U.S. President Donald Trump formally launched tariffs on imports from Canada, Mexico, and China over the weekend, a decision that is widely expected to have sweeping implications for Tesla, other automakers, and a broad range of other industries.
The Trump administration announced the news on Saturday, effectively establishing a 25-percent tariff on Canadian and Mexican imports as well as a 10-percent tariff on products from China. The tariffs will go into effect on Tuesday, and they have already caused ripple effects and a larger trade war with some of the companies.
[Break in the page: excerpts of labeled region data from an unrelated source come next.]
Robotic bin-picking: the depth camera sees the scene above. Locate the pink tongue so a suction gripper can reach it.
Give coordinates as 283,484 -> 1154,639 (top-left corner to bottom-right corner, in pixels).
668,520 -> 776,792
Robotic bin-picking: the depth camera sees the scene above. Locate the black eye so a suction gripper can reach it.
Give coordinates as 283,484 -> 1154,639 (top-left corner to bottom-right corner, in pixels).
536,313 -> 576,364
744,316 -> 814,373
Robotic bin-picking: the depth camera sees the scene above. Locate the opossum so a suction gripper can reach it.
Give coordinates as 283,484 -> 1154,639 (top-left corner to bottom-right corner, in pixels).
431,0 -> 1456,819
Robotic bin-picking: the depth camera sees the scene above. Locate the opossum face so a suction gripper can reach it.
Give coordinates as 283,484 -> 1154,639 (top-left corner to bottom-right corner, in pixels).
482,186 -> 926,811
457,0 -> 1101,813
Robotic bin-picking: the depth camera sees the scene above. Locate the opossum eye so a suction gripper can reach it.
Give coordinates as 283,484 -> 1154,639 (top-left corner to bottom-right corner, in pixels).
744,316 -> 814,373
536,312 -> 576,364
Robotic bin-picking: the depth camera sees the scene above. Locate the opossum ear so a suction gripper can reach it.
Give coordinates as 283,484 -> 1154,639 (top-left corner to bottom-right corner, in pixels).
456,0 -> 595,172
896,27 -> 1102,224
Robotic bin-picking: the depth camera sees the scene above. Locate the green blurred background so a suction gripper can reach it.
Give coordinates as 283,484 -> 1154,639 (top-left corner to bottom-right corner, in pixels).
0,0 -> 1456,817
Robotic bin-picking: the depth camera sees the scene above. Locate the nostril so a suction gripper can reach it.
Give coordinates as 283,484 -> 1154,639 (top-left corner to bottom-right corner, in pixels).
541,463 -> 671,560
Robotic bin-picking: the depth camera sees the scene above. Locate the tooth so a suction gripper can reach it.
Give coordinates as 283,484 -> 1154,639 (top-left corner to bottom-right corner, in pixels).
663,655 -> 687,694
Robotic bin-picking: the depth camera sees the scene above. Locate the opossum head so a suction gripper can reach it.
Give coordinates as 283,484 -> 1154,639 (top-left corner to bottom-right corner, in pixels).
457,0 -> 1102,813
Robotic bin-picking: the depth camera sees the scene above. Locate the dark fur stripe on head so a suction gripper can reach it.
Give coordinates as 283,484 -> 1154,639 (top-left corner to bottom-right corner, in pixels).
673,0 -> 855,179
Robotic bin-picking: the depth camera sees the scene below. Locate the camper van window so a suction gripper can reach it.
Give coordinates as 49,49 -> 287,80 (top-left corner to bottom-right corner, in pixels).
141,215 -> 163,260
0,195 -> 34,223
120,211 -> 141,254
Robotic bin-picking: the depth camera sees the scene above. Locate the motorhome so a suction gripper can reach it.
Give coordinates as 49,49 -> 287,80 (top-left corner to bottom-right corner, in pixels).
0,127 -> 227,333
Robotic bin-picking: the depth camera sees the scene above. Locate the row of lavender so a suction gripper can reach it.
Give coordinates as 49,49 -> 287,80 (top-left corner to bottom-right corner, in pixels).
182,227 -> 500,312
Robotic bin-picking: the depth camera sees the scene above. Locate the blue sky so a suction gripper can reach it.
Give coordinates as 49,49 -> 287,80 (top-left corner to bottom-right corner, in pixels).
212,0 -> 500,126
Canada Prime Minister Justin Trudeau and Mexico President Claudia Sheinbaum spoke on the phone over the weekend, and while Sheinbaum hasn’t yet formalized or disclosed plans for counter-tariffs, Trudeau announced some on Saturday evening, according to Reuters. In the announcement, the Prime Minister said that Canada with also establish a 25-percent tariff on $155 billion worth of products from the U.S.
Trudeau has said that the government will release an updated list of products and tariff details, though the initial list included products such as certain appliances, beer, wine, lumber and other goods. He also says that the government plans to start with $30 billion on Tuesday, as followed by the additional $125 billion later this month.
The Trump administration says the tariffs are aimed at “addressing an emergency situation” related to the import of illegal drugs including fentanyl, along with pointing the blame at illegal immigrants.
“President Trump is taking bold action to hold Mexico, Canada, and China accountable to their promises of halting illegal immigration and stopping poisonous fentanyl and other drugs from flowing into our country,” the White House writes on its fact sheet dedicated to the order.
You can see the full fact sheet from the White House here, or check out the full executive order here.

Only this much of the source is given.